British fraud office abandons Rolls-Royce, GSK investigations
By Kirstin Ridley LONDON (Reuters) - The UK's Serious Fraud Office (SFO) has abandoned two of its largest and longest investigations, into alleged bribery at aero engine maker Rolls-Royce and drugs maker GlaxoSmithKline, in a move described by one lawyer as 'extraordinary'. The decision, which comes under SFO Director Lisa Osofsky who took the helm last August pledging to review the agency's caseload, weed out weaker cases and propel others forward, underlines the difficulties of prosecuting senior executives.
By Kirstin Ridley
LONDON (Reuters) - The UK's Serious Fraud Office (SFO) has abandoned two of its largest and longest investigations, into alleged bribery at aero engine maker Rolls-Royce and drugs maker GlaxoSmithKline, in a move described by one lawyer as "extraordinary".
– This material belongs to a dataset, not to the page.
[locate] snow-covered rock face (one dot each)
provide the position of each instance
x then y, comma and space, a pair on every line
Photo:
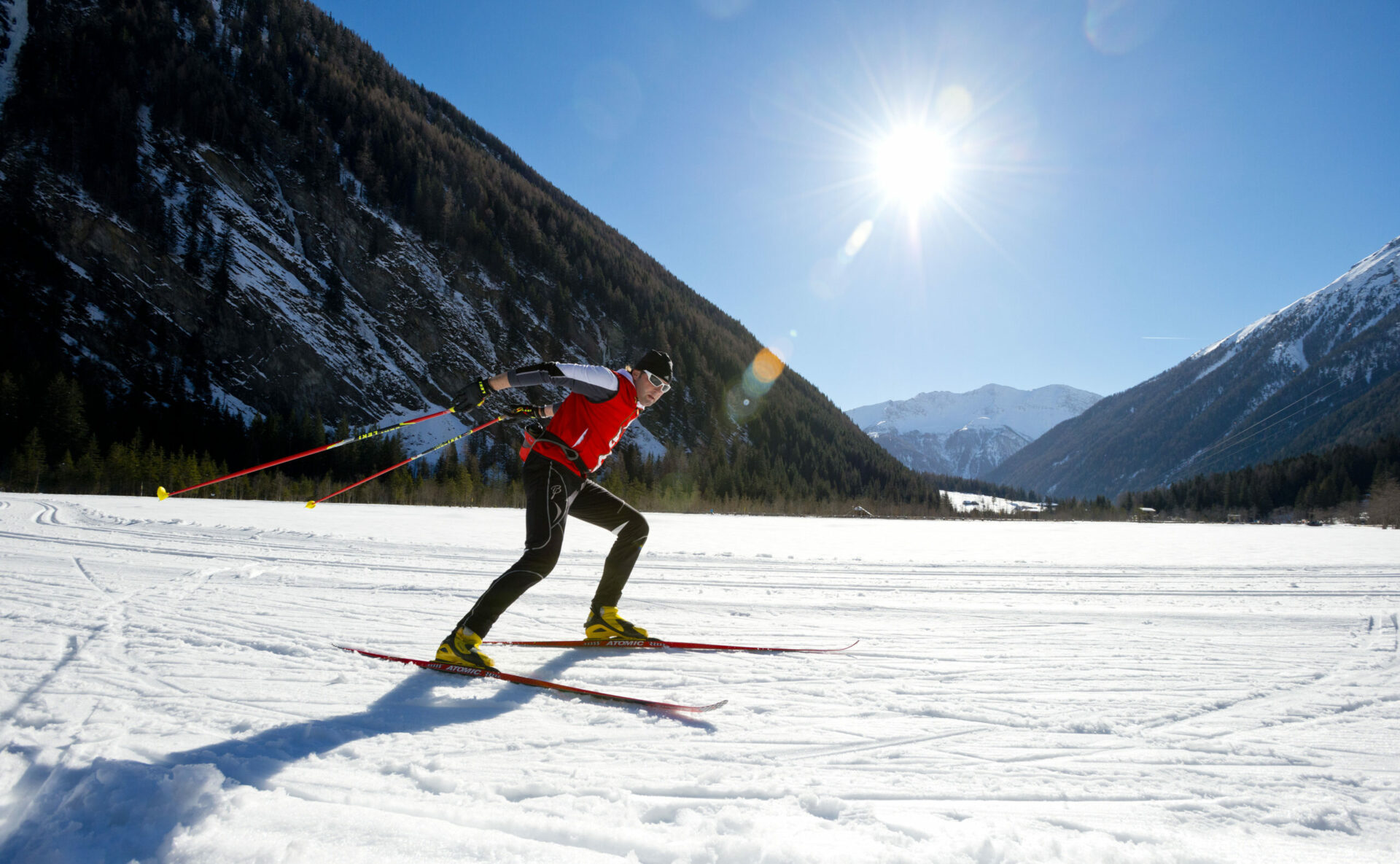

The decision, which comes under SFO Director Lisa Osofsky who took the helm last August pledging to review the agency's caseload, weed out weaker cases and propel others forward, underlines the difficulties of prosecuting senior executives.
"After an extensive and careful examination, I have concluded that there is either insufficient evidence to provide a realistic prospect of conviction or it is not in the public interest to bring a prosecution in these cases," Osofsky said.
Rolls-Royce paid almost 500 million pounds ($650 million) under a Deferred Prosecution Agreement (DPA) with the SFO in 2017, drawing a line under a four-year investigation into allegations of criminal conduct spanning three decades, at least seven jurisdictions and three of the company's business sectors.
Rolls apologised unreservedly after it was found to have paid bribes including a luxury car and millions of pounds of cash to middlemen to secure orders in countries such as Indonesia, Russia, India, China and Nigeria.
But a parallel investigation into individuals associated with Rolls-Royce, and the inquiry into GlaxoSmithKline and its subsidiaries, which began in 2014 shortly after the drugs group was fined 3 billion yuan ($447 million) in China for paying bribes to doctors to use its drugs, had made little progress.
"It is extraordinary the SFO are unable to charge any individual suspects in relation to Rolls-Royce, given the scale of the allegations in the DPA," said Sarah Wallace, a partner at law firm Irwin Mitchell.
But Wallace added: "It looks like Osofsky is drawing a line under historical cases and wants to stamp her own mark on new cases going forward."
Robert Barrington, a director at anti-corruption group Transparency International, said the decision to drop the Rolls-Royce case could send a message to companies that DPAs were a soft option that give impunity to those who break the law.
"It is absurd that yet again a company can admit to bribery and yet neither the bribe payers, nor the management team that allowed the crime to happen, are held responsible," Barrington said.
Rolls-Royce said it had noted the decision and declined to comment further. GSK said it was pleased at the SFO decision and that no further action was required.
The SFO, which faced criticisms of serious failings last year after the collapse of a high-profile retrial of former executives from retailer Tesco, said Osofsky had quietly closed a number of investigations since taking up her post.
Jonathan Pickworth, a lawyer at White & Case, said she deserved credit for making overdue, tough decisions about longstanding cases.